The authors examined all 2,950 U.S. hospitals that had complete Medicare Cost Report data from the years 2002 through 2007, excluding critical-access hospitals. The two questions they tested were:  whether Medicare costs varied depending on a hospital’s financial resources; and whether hospitals with the largest Medicare losses were those under the most financial strain. Their findings: hospitals under financial pressure to restrain costs had inpatient costs per discharge that were 93 percent of the national average; and hospitals with large Medicare losses – margins of negative 10 percent or lower — tended to have the highest overall profitability due to strong profits on their non-Medicare patients.  

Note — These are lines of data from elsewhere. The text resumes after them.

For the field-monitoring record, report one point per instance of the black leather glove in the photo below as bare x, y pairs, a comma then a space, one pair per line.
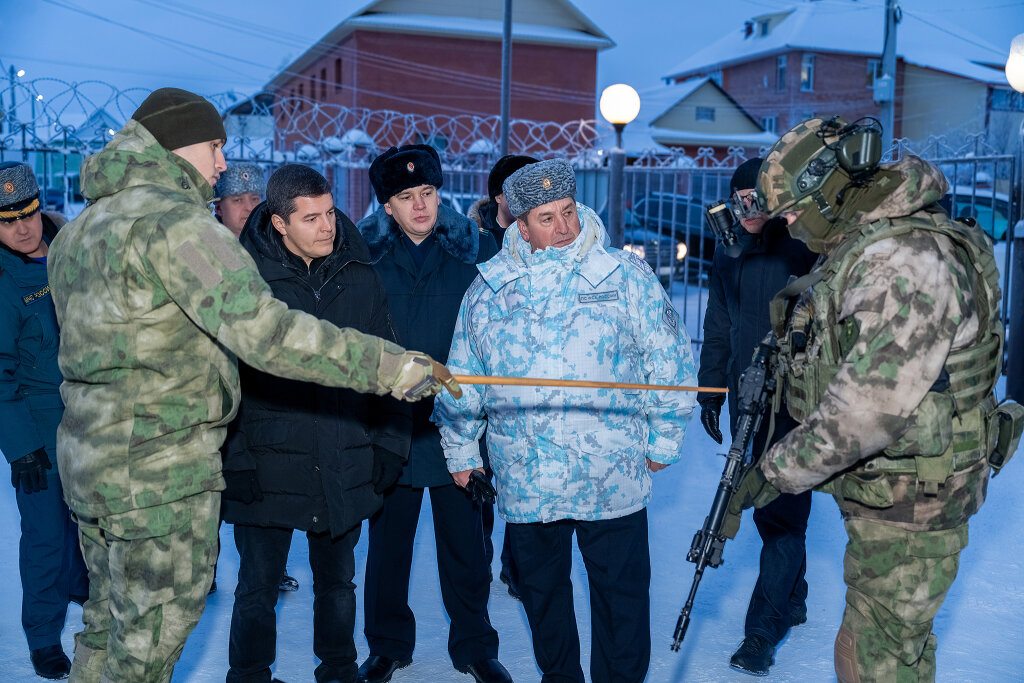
387, 469
242, 485
711, 410
31, 472
479, 488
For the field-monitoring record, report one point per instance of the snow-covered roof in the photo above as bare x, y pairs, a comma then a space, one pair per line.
641, 136
855, 28
543, 22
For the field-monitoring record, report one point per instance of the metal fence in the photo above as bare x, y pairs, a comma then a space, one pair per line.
53, 125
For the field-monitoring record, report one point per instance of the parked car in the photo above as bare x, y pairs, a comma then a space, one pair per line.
665, 254
681, 218
989, 208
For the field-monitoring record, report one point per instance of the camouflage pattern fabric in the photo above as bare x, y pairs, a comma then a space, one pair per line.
907, 304
579, 312
896, 582
150, 572
910, 300
156, 299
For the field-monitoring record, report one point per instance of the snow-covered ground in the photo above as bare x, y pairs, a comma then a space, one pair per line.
980, 628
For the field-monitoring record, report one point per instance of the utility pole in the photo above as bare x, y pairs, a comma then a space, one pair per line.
506, 76
885, 87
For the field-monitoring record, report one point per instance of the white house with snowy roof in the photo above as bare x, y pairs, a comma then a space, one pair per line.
818, 58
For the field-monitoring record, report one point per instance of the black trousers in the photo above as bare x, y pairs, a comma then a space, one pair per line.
508, 562
390, 625
262, 555
617, 560
779, 596
49, 561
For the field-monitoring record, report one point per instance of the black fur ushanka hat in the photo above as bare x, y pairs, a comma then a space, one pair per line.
404, 167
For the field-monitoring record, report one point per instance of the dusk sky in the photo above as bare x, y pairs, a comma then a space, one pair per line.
239, 44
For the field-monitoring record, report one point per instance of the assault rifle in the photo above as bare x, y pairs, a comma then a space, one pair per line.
757, 386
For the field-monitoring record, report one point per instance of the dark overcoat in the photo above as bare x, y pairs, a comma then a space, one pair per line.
425, 305
311, 446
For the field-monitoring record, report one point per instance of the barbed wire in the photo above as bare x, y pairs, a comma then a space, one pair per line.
50, 114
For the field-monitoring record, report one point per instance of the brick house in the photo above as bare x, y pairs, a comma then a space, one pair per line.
444, 58
823, 58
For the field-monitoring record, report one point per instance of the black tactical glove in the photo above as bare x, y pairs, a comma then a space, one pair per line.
387, 469
31, 472
711, 410
479, 488
242, 485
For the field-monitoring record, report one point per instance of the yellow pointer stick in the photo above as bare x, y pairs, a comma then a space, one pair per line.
529, 381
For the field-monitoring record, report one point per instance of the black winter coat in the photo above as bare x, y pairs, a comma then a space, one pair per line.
424, 304
737, 315
311, 445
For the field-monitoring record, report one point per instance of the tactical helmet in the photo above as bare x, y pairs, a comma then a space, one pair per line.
808, 169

“There is general agreement that high private-payer margins are correlated with low Medicare margins. The debate is about which direction the causation flows,” conclude the authors. “Given the difficulty that employers have in paying rising health care costs — and the difficulty the Medicare Trust funds will have in remaining solvent, given current spending trends — payers will need to set rates so that hospitals feel financial pressure to constrain costs.  To maintain quality while constraining costs, there should be financial rewards and financial penalties tied to the quality of care.”